When i look at the properties of the snap , i could see the below. but it’s not working.
Solved! Go to Solution.
07-01-2021 02:38 AM
so … this gave me the solution
$content.contains(‘\r\n’)?
($content.replaceAll(‘\r\n’,‘\n’) && $content.replaceAll(‘\n’,‘’) ) : $content.replaceAll(‘\n’,‘\n’)
06-30-2021 04:39 PM
Here is a community post about stripping line endings; maybe this could be used to normalize embedded EOL characters in your data, such as \r\n -> \n
.
I can research Redshift Bulk Load’s additional options … The COPY command has quite a few options, I see a CSV data format parameter too.
06-30-2021 11:33 PM
Well, thanks for coming back @mbowen … my target is redshift … I will be getting the file from the win / Unix system and blow will be its behaviour
Win
Unix
I am trying to read the csv file irrespective of the system
i am using the blow code for replacing the \r\n – ($content.replaceAll(‘\r\n’,‘\n’) && $content.replaceAll(‘\n’,‘’) )
Problem - when I pass the Unix file it replaces the \n to ‘’ and makes the csv invalid.

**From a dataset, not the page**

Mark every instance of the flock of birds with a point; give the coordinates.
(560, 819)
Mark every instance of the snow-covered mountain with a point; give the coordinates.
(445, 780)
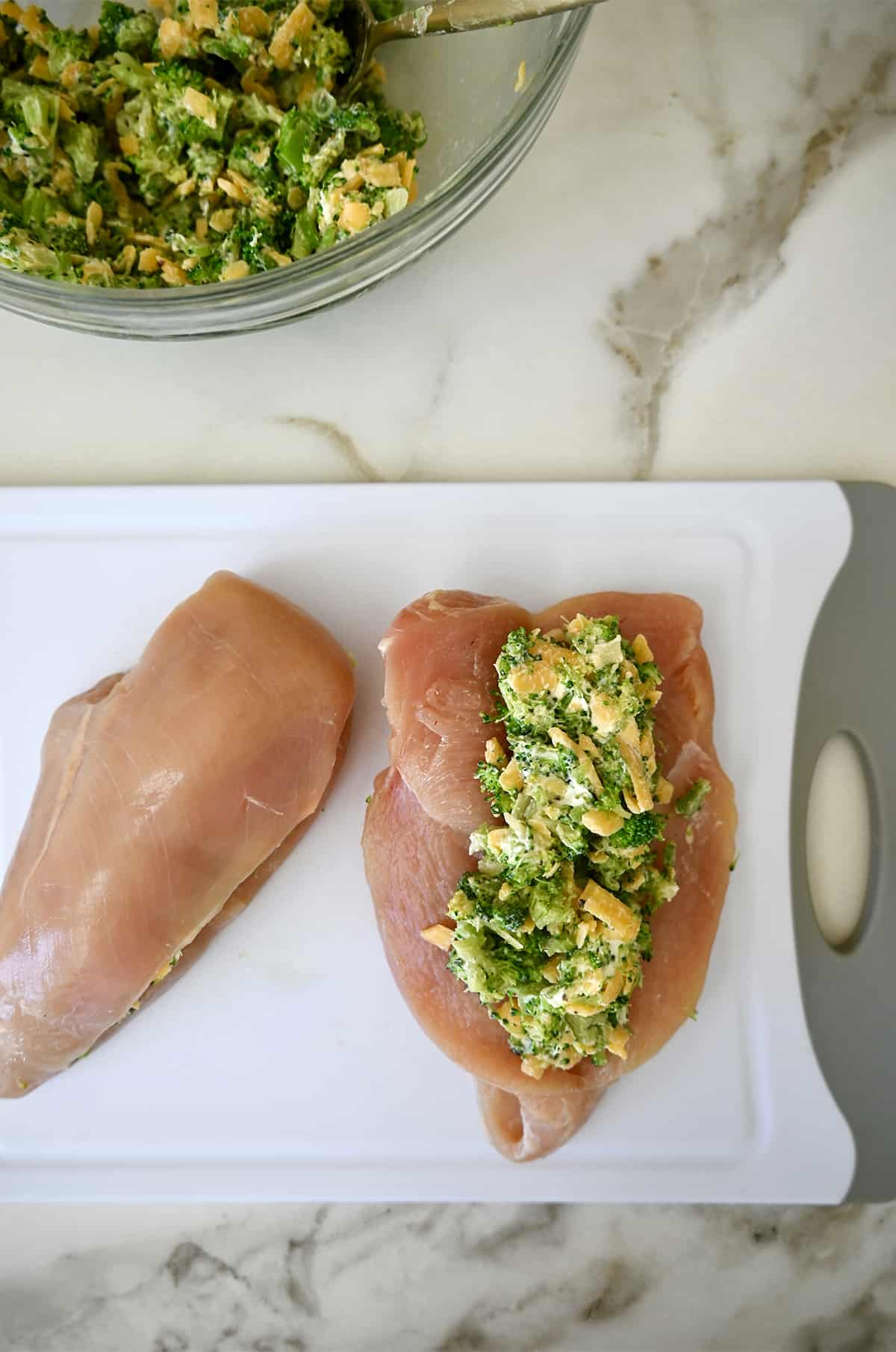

how to accommodate them both
07-01-2021 02:38 AM
so … this gave me the solution
$content.contains(‘\r\n’)?
($content.replaceAll(‘\r\n’,‘\n’) && $content.replaceAll(‘\n’,‘’) ) : $content.replaceAll(‘\n’,‘\n’)
07-01-2021 05:57 AM
@makeshwar - be cautious using the Binary to Document snap - it will place the entire input file into memory. This is fine if you are dealing with MB size files, but if you get into multiple GB, it is possible to consume a majority of your JVM memory on the snaplex node.
Is it possible to convert the Windows files to Unix before writing to S3? Or have them dropped to a different location so they can be translated to UNIX carriage control prior to loading into Redshift?